7. The Singular Value Decomposition(SVD)

7.1 Singular values and Singular vectors

The SVD separates any matrix into simple pieces.

A is any m by n matrix, square or rectangular, Its rank is r.

Choices from the SVD

\[AA^Tu_i = \sigma_i^{2}u_i \\
A^TAv_i = \sigma_i^{2}v_i \\
Av_i = \sigma_i u_i
\]

$u_i$— the left singular vectors (unit eigenvectors of $AA^T$)

$v_i$— the right singular vectors (unit eigenvectors of $A^TA$)

$\sigma_i$— singular values (square roots of the equal eigenvalues of $AA^T$ and $A^TA$)

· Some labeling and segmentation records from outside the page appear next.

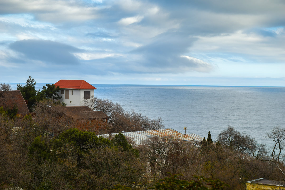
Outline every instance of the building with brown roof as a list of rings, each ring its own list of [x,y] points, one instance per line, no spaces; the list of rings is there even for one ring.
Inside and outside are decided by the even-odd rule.
[[[203,138],[194,133],[185,134],[171,128],[141,131],[123,132],[122,133],[126,138],[133,140],[133,145],[134,146],[142,144],[146,140],[151,138],[155,138],[156,137],[170,136],[181,141],[190,142],[199,142],[203,140]],[[119,133],[105,134],[97,136],[98,137],[102,136],[104,138],[108,138],[118,134]]]
[[[61,90],[59,95],[62,97],[59,100],[66,106],[80,106],[84,100],[90,99],[97,89],[84,80],[60,80],[54,83]]]
[[[285,183],[260,178],[245,182],[247,190],[285,189]]]
[[[74,126],[82,131],[103,131],[110,118],[103,112],[93,111],[87,106],[51,107],[50,109],[74,120]]]
[[[27,104],[19,90],[11,90],[3,92],[0,97],[0,107],[4,109],[11,109],[16,105],[18,108],[17,116],[23,117],[29,114]]]

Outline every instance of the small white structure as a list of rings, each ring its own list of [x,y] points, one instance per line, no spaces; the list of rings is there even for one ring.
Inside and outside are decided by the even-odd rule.
[[[54,83],[61,89],[58,95],[62,97],[59,100],[67,106],[80,106],[84,99],[90,99],[97,89],[84,80],[60,80]]]

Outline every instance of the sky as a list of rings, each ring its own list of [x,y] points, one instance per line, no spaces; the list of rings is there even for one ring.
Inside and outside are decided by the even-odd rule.
[[[283,0],[1,0],[0,83],[285,86]]]

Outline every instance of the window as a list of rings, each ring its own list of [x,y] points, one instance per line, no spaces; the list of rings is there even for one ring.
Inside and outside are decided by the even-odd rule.
[[[65,99],[69,99],[69,91],[65,91]]]
[[[90,91],[84,91],[84,99],[90,99]]]

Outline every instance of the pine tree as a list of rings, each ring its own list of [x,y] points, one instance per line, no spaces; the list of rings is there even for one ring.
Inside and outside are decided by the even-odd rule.
[[[208,133],[208,138],[207,138],[207,143],[209,144],[213,143],[213,141],[212,140],[212,137],[211,137],[211,133],[209,131],[209,132]]]

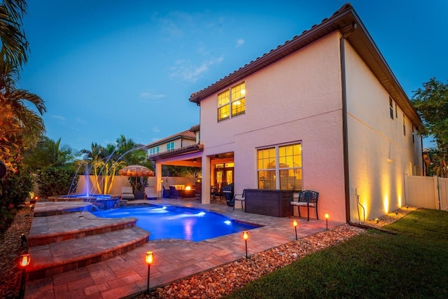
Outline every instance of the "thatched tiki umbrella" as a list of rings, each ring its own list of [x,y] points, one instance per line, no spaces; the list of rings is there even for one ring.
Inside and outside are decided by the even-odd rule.
[[[137,190],[137,178],[139,176],[154,176],[154,172],[141,165],[130,165],[118,171],[120,176],[135,176],[135,190]]]

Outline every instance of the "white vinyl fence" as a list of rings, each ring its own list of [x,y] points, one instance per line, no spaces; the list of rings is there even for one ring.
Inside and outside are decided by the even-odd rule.
[[[406,204],[448,211],[448,179],[405,176]]]

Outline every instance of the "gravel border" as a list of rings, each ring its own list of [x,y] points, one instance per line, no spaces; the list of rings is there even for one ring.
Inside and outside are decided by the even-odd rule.
[[[366,221],[372,228],[381,228],[414,211],[403,207],[379,218]],[[323,232],[284,244],[278,247],[241,258],[176,281],[164,287],[141,294],[138,298],[222,298],[279,268],[300,260],[304,256],[337,245],[365,232],[366,230],[344,224]]]
[[[4,238],[0,239],[0,298],[2,298],[19,297],[21,271],[18,267],[18,258],[20,254],[28,252],[27,244],[21,245],[20,235],[24,234],[27,237],[29,234],[33,219],[31,207],[24,205],[18,211]],[[377,219],[366,221],[365,224],[380,228],[416,209],[405,206]],[[136,298],[222,298],[307,254],[338,244],[365,232],[365,229],[347,224],[337,226],[260,252],[248,259],[241,258],[157,288],[149,295],[141,294]]]

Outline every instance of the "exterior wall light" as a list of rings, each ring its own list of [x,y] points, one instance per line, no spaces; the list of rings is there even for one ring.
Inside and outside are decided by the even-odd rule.
[[[146,293],[149,294],[149,273],[151,268],[151,264],[154,262],[154,253],[153,251],[146,251],[145,261],[148,265],[148,283],[146,284]]]
[[[325,217],[325,220],[326,222],[326,228],[327,230],[328,229],[328,218],[330,218],[330,214],[328,214],[328,213],[326,213],[325,215],[323,215],[323,216]]]
[[[248,258],[248,256],[247,255],[247,239],[249,238],[249,232],[245,231],[243,232],[243,239],[244,239],[244,243],[246,244],[246,258]]]

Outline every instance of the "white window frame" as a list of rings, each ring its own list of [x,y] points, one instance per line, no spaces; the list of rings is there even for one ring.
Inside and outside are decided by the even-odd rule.
[[[299,142],[293,142],[293,143],[290,143],[290,144],[277,144],[275,146],[265,146],[265,147],[262,147],[262,148],[257,148],[256,153],[257,153],[257,155],[258,155],[258,151],[262,151],[262,150],[265,150],[265,149],[268,149],[268,148],[275,148],[275,169],[274,168],[267,168],[267,169],[258,169],[258,162],[257,162],[257,181],[258,182],[258,183],[259,183],[259,181],[258,181],[258,172],[263,172],[263,171],[272,171],[272,170],[275,170],[275,190],[282,190],[281,189],[281,182],[280,182],[280,171],[281,170],[290,170],[290,169],[298,169],[300,172],[302,172],[302,182],[301,182],[301,185],[302,185],[302,188],[303,189],[303,160],[302,160],[302,154],[301,153],[301,158],[302,158],[302,161],[300,162],[300,164],[302,165],[302,166],[293,166],[292,167],[280,167],[280,162],[279,162],[279,149],[282,147],[282,146],[295,146],[297,144],[300,144],[300,146],[302,147],[302,151],[303,151],[303,147],[302,145],[302,142],[299,141]],[[258,158],[257,158],[257,161],[258,161]],[[258,188],[260,188],[260,186],[258,186]],[[288,190],[288,189],[285,189],[285,190]]]

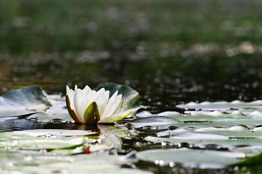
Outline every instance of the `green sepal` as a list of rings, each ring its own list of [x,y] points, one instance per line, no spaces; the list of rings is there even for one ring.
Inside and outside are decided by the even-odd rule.
[[[100,120],[98,106],[95,101],[92,102],[85,110],[84,120],[86,123],[96,123]]]

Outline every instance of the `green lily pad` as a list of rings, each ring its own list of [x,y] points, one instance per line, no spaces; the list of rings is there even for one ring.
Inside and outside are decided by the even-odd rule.
[[[47,95],[37,86],[11,90],[0,97],[0,117],[28,116],[34,121],[73,122],[64,100],[59,95]]]
[[[36,113],[28,116],[26,119],[32,122],[41,122],[48,123],[69,122],[74,123],[74,121],[68,113],[46,113],[43,112]]]
[[[39,87],[11,90],[0,97],[0,117],[17,116],[43,111],[51,105]]]
[[[174,166],[175,164],[200,168],[218,168],[228,166],[260,164],[260,155],[246,158],[246,154],[239,152],[193,150],[188,148],[157,149],[139,152],[136,158],[142,161],[160,165]]]
[[[195,138],[192,138],[192,135],[196,137]],[[236,146],[256,146],[261,147],[262,145],[262,139],[258,138],[254,139],[226,139],[225,137],[221,138],[220,136],[214,136],[214,135],[207,134],[181,134],[178,135],[176,137],[162,138],[156,137],[153,136],[148,136],[145,138],[145,140],[150,141],[154,143],[161,143],[163,142],[169,142],[174,145],[178,145],[181,143],[188,143],[192,145],[193,147],[207,148],[209,146],[212,146],[216,148],[232,148]],[[208,139],[209,138],[209,139]]]
[[[124,156],[103,154],[79,154],[68,156],[31,156],[27,158],[13,158],[1,156],[0,171],[2,173],[53,174],[67,172],[69,174],[146,174],[149,172],[122,168],[125,164]],[[19,156],[19,155],[18,155]],[[5,163],[7,162],[7,163]],[[10,164],[12,165],[10,165]],[[84,171],[84,172],[83,172]],[[86,172],[84,172],[86,171]]]
[[[141,107],[139,102],[139,94],[130,87],[126,85],[121,85],[111,83],[102,83],[98,85],[95,89],[98,91],[102,88],[110,91],[111,97],[116,90],[118,90],[118,94],[122,94],[122,99],[124,103],[121,110],[132,111],[131,114],[134,115],[136,111]]]
[[[23,131],[17,131],[13,132],[6,132],[0,133],[7,136],[29,136],[29,137],[39,137],[39,136],[75,136],[81,135],[88,135],[96,134],[96,132],[90,131],[84,131],[79,130],[65,130],[65,129],[35,129],[26,130]],[[0,137],[1,135],[0,135]]]
[[[0,147],[8,146],[23,150],[73,148],[87,142],[95,142],[95,139],[82,137],[95,133],[88,131],[59,129],[2,132],[0,133]]]
[[[240,109],[262,109],[262,100],[256,100],[252,102],[244,102],[235,100],[232,102],[204,101],[200,103],[190,102],[185,104],[179,104],[177,107],[184,109],[201,109],[202,110],[228,110]]]
[[[135,127],[145,126],[167,126],[176,124],[181,124],[183,122],[179,120],[165,116],[152,116],[134,119],[126,123],[131,124]]]

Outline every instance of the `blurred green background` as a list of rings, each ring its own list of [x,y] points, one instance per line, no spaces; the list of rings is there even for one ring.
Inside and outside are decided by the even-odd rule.
[[[1,0],[0,94],[126,84],[152,111],[262,98],[261,0]]]

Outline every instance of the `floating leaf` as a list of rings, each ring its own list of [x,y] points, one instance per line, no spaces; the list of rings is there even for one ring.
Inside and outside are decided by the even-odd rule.
[[[179,104],[177,107],[184,109],[201,109],[202,110],[228,110],[232,109],[262,109],[262,100],[256,100],[252,102],[244,102],[235,100],[232,102],[204,101],[200,103],[190,102],[185,104]]]
[[[14,156],[15,153],[13,153]],[[123,156],[107,155],[79,154],[67,156],[30,156],[10,159],[11,153],[1,155],[0,171],[2,173],[53,174],[58,172],[69,174],[80,174],[83,171],[90,174],[151,174],[149,172],[125,169],[121,167],[124,164]],[[2,155],[2,154],[1,154]],[[10,165],[11,164],[12,165]]]
[[[50,106],[39,87],[11,90],[0,97],[0,117],[29,114],[43,111]]]
[[[192,138],[193,136],[196,137],[195,138]],[[207,134],[195,134],[183,133],[178,135],[176,137],[172,137],[170,138],[162,138],[155,137],[152,136],[148,136],[145,138],[145,140],[155,142],[161,143],[162,142],[170,142],[174,145],[178,145],[181,143],[187,143],[192,145],[193,147],[198,147],[201,148],[208,148],[210,145],[212,145],[212,148],[216,146],[216,149],[221,148],[232,148],[236,146],[262,146],[262,139],[226,139],[225,137],[223,138],[217,138],[217,136],[214,136],[212,137],[212,135]],[[219,136],[220,138],[220,136]]]
[[[129,121],[127,124],[130,124],[135,127],[145,126],[170,126],[173,124],[182,123],[182,122],[174,118],[164,116],[152,116],[139,118]]]
[[[95,134],[87,131],[38,129],[0,133],[0,147],[18,147],[24,150],[73,148],[95,139],[77,136]]]
[[[141,151],[136,154],[140,160],[160,165],[182,164],[184,166],[200,168],[218,168],[228,166],[260,163],[260,156],[246,158],[246,154],[238,152],[193,150],[188,148],[157,149]]]

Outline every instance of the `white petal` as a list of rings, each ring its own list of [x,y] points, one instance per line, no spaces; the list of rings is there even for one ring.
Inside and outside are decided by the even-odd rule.
[[[72,94],[72,92],[71,92],[71,90],[70,90],[69,87],[68,86],[66,86],[66,95],[68,96],[69,101],[70,101],[70,106],[71,108],[73,110],[74,110],[74,97],[73,95]]]
[[[74,105],[76,115],[79,118],[80,121],[83,122],[84,115],[82,114],[82,112],[81,111],[81,104],[82,101],[81,93],[81,91],[79,89],[76,88],[75,90],[75,94],[74,95]]]
[[[114,113],[113,113],[113,114],[116,114],[117,113],[119,113],[122,107],[122,105],[123,105],[123,102],[124,101],[123,101],[123,100],[120,100],[120,102],[119,102],[119,104],[118,104],[118,106],[117,106],[117,107],[115,109],[115,111],[114,112]]]
[[[85,86],[85,88],[84,88],[83,90],[90,91],[90,90],[91,90],[92,89],[91,89],[89,87],[88,87],[88,86],[87,85]]]
[[[101,116],[101,119],[105,117],[107,115],[108,115],[108,112],[110,111],[112,106],[113,106],[113,105],[114,104],[114,103],[115,102],[116,97],[117,96],[118,93],[118,90],[116,91],[113,94],[113,95],[112,95],[110,98],[109,98],[109,99],[108,100],[107,104],[106,105],[106,106],[105,107],[105,111],[104,111],[104,113],[103,113],[103,114],[102,115],[102,116]]]
[[[110,94],[110,91],[109,90],[107,90],[104,93],[105,98],[106,98],[106,103],[108,102],[108,100],[109,99],[109,95]]]

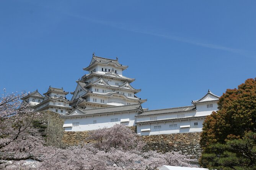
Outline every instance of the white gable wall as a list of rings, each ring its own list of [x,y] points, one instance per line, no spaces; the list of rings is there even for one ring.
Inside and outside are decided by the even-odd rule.
[[[197,111],[196,115],[209,115],[212,113],[213,111],[217,111],[218,104],[217,104],[217,101],[206,102],[196,104]],[[212,104],[213,107],[207,108],[207,105],[210,104]]]
[[[85,110],[86,111],[86,110]],[[120,113],[109,114],[95,115],[93,116],[88,116],[87,117],[67,118],[65,120],[65,125],[70,124],[73,123],[79,122],[79,125],[72,126],[71,128],[65,128],[65,131],[83,131],[85,130],[91,130],[105,127],[109,128],[113,127],[116,124],[124,124],[129,126],[135,126],[135,122],[134,117],[136,114],[135,112],[129,113]],[[117,121],[114,122],[111,122],[111,119],[117,119]],[[129,122],[121,122],[121,119],[129,119]],[[93,123],[93,121],[96,120],[96,123]]]
[[[140,135],[200,132],[202,131],[204,120],[204,119],[201,118],[197,120],[190,120],[189,121],[187,120],[176,120],[165,122],[161,122],[158,123],[154,122],[141,125],[137,124],[137,133]],[[198,125],[195,125],[194,123],[196,122],[197,122]],[[170,127],[170,125],[177,125],[177,127],[175,125],[175,127]],[[190,127],[181,128],[181,126],[189,126]],[[148,129],[150,129],[150,131],[143,131],[143,130]],[[142,130],[142,132],[141,131]]]

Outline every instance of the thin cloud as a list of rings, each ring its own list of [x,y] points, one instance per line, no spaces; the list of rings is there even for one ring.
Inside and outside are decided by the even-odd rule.
[[[42,6],[41,5],[40,6],[47,8],[48,9],[50,9],[55,11],[56,11],[56,9],[52,8],[49,6]],[[220,50],[233,53],[238,53],[240,55],[245,55],[248,57],[251,58],[253,59],[255,58],[255,51],[232,48],[222,45],[211,44],[205,42],[202,42],[202,41],[200,41],[196,40],[192,40],[181,37],[170,35],[168,35],[167,34],[164,34],[155,33],[153,32],[153,31],[151,31],[150,30],[149,30],[149,29],[147,28],[145,29],[142,29],[138,27],[133,28],[131,27],[130,25],[128,25],[123,23],[117,23],[109,21],[103,21],[99,19],[92,19],[91,18],[82,16],[79,15],[75,14],[70,13],[67,13],[66,11],[58,11],[58,12],[59,13],[61,13],[62,14],[64,15],[66,15],[72,17],[86,20],[92,23],[111,26],[114,28],[117,28],[123,30],[125,30],[127,31],[160,37],[165,39],[179,41],[180,42],[187,43],[193,45],[202,47],[209,48]]]
[[[137,28],[134,29],[131,27],[130,26],[124,24],[123,23],[114,22],[111,21],[102,21],[98,19],[92,19],[86,17],[80,16],[79,15],[74,15],[72,14],[67,14],[69,16],[73,17],[85,19],[88,21],[95,23],[99,24],[105,26],[111,26],[113,27],[117,28],[119,29],[127,30],[127,31],[132,32],[133,32],[140,33],[144,34],[149,35],[156,37],[158,37],[168,39],[169,40],[177,41],[180,42],[188,43],[198,46],[202,47],[209,48],[219,50],[223,51],[225,51],[232,53],[239,53],[240,54],[245,54],[251,51],[244,50],[240,49],[232,48],[227,47],[225,46],[217,45],[215,44],[211,44],[207,42],[200,42],[194,40],[191,40],[180,37],[177,37],[175,36],[169,35],[166,34],[155,33],[153,32],[150,32],[148,31],[145,31],[144,30],[138,29]]]

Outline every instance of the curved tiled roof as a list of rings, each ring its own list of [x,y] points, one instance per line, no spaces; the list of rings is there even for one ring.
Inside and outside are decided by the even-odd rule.
[[[94,60],[94,61],[92,63],[91,62],[91,64],[88,67],[83,68],[83,69],[84,70],[88,71],[91,66],[97,63],[104,65],[113,64],[116,65],[116,67],[122,67],[123,69],[126,69],[128,67],[128,66],[123,66],[122,64],[120,64],[117,59],[117,58],[116,59],[113,59],[93,56],[93,59]]]
[[[81,112],[84,113],[72,114],[72,113],[73,113],[74,111],[75,110],[75,109],[73,111],[72,113],[68,114],[61,115],[60,117],[67,117],[81,116],[89,116],[95,114],[108,113],[113,114],[114,113],[128,112],[136,110],[140,110],[141,111],[141,112],[142,112],[141,106],[139,104],[87,109],[83,109],[79,108],[78,109],[78,110],[79,109],[82,110],[83,111]]]
[[[36,90],[35,91],[33,91],[33,92],[29,93],[28,95],[21,98],[21,100],[24,100],[25,99],[30,96],[42,99],[43,99],[44,98],[44,97],[42,95],[41,95],[38,92],[38,90],[36,89]]]
[[[129,97],[126,96],[124,95],[123,95],[122,94],[119,93],[118,92],[116,92],[114,91],[109,91],[108,92],[103,93],[99,93],[99,92],[93,92],[93,91],[88,91],[85,94],[85,95],[83,95],[81,97],[85,97],[89,94],[94,94],[94,95],[98,95],[99,96],[111,96],[114,95],[119,95],[121,96],[123,96],[125,98],[127,99],[132,99],[132,100],[137,100],[139,101],[140,102],[141,102],[142,103],[144,103],[146,102],[147,100],[147,99],[141,99],[140,98],[138,98],[137,97]]]
[[[181,119],[197,119],[197,118],[202,118],[202,117],[206,117],[207,115],[202,115],[202,116],[188,116],[187,117],[181,117],[179,118],[170,118],[170,119],[159,119],[159,120],[146,120],[146,121],[139,121],[139,122],[137,122],[135,123],[136,124],[143,124],[143,123],[154,123],[154,122],[166,122],[166,121],[171,121],[171,120],[181,120]]]
[[[110,72],[112,71],[110,71]],[[114,73],[114,72],[113,72]],[[102,74],[101,74],[102,73]],[[101,72],[91,72],[91,73],[88,74],[85,74],[82,77],[82,79],[84,80],[86,78],[89,78],[90,77],[92,76],[103,76],[106,78],[113,78],[114,79],[116,79],[119,80],[124,80],[129,82],[132,82],[135,80],[135,79],[132,79],[129,77],[126,77],[122,75],[118,75],[118,77],[114,77],[112,75],[109,75],[107,74],[108,73],[101,73]],[[115,74],[115,73],[114,73]]]
[[[195,106],[192,105],[188,106],[173,107],[158,110],[145,111],[144,112],[140,115],[136,115],[135,116],[147,116],[151,115],[178,113],[180,112],[191,112],[196,111],[196,107]]]
[[[44,93],[43,95],[46,95],[51,92],[54,92],[56,93],[64,93],[65,95],[67,95],[68,94],[68,92],[64,91],[64,90],[63,90],[63,88],[55,88],[54,87],[51,87],[51,86],[50,86],[47,92],[45,93]]]
[[[213,99],[212,100],[205,100],[204,101],[192,101],[192,104],[196,104],[196,103],[207,103],[207,102],[211,102],[212,101],[218,101],[219,100],[218,99]]]
[[[203,96],[203,97],[202,97],[202,98],[201,98],[200,99],[199,99],[199,100],[192,100],[192,102],[191,102],[191,103],[192,103],[192,104],[199,103],[201,103],[208,102],[210,102],[210,101],[216,101],[218,100],[218,99],[214,99],[209,100],[207,100],[207,101],[201,101],[201,100],[202,99],[204,98],[209,94],[210,94],[211,95],[212,95],[212,96],[213,96],[214,97],[215,97],[216,98],[220,98],[219,96],[218,96],[217,95],[214,95],[211,92],[211,91],[210,91],[209,90],[208,90],[208,93],[205,95],[204,96]],[[212,100],[212,101],[211,101],[211,100]]]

The rank of A is equal to numbers of $\sigma _i$

example:

\[A = \left [ \begin{matrix} 1&0 \\ 1&1 \end{matrix}\right] \\
\Downarrow \\
AA^T =
\left [ \begin{matrix} 1&0 \\ 1&1 \end{matrix}\right]
\left [ \begin{matrix} 1&1 \\ 0&1 \end{matrix}\right]
=\left [ \begin{matrix} 1&1 \\ 1&2 \end{matrix}\right]
\\
A^TA =
\left [ \begin{matrix} 1&1 \\ 0&1 \end{matrix}\right]
\left [ \begin{matrix} 1&0 \\ 1&1 \end{matrix}\right]
=\left [ \begin{matrix} 2&1 \\ 1&1 \end{matrix}\right]
\\
\Downarrow \\
det(AA^T - I) = 0 \ \quad \ det(A^TA - I) = 0 \\
\lambda_1 = \frac{3+\sqrt{5}}{2} , \sigma_1=\frac{1+\sqrt{5}}{2},
u_1= \frac{1}{\sqrt{1+\sigma_1^2}}\left [ \begin{matrix} 1 \\ \sigma_1 \end{matrix}\right],
v_1= \frac{1}{\sqrt{1+\sigma_1^2}}\left [ \begin{matrix} \sigma_1 \\ 1 \end{matrix}\right]
\\
\lambda_2 = \frac{3-\sqrt{5}}{2} , \sigma_1=\frac{1-\sqrt{5}}{2},
u_2= \frac{1}{\sqrt{1+\sigma_2^2}}\left [ \begin{matrix} \sigma_1 \\ -1 \end{matrix}\right],
v_2= \frac{1}{\sqrt{1+\sigma_2^2}}\left [ \begin{matrix} 1 \\ -\sigma_1 \end{matrix}\right]\\
\Downarrow \\
A =
\left [ \begin{matrix} u_1&u_2 \end{matrix}\right]
\left [ \begin{matrix} \sigma_1&\\&\sigma_2 \end{matrix}\right]
\left [ \begin{matrix} v_1^T\\v_2^T \end{matrix}\right]
\\
A\left [ \begin{matrix} v_1&v_2 \end{matrix}\right] =
\left [ \begin{matrix} u_1&u_2 \end{matrix}\right]
\left [ \begin{matrix} \sigma_1&\\&\sigma_2 \end{matrix}\right]
\]

7.2 Bases and Matrices in the SVD

Keys:

The SVD produces orthonormal basis of $u's$ and $ v's$ for the four fundamental subspaces.
- $u_1,u_2,...,u_r$ is an orthonormal basis of the column space. ($R^m$)
- $u_{r+1},...,u_{m}$ is an orthonormal basis of the left nullspace. ($R^m$)
- $v_1,v_2,...,v_r$ is an orthonormal basis of the row space. ($R^n$)
- $v_{r+1},...,u_{n}$ is an orthonormal basis of the nullspace.($R^n$)
Using those basis, A can be diagonalized :

Reduced SVD: only with bases for the row space and column space.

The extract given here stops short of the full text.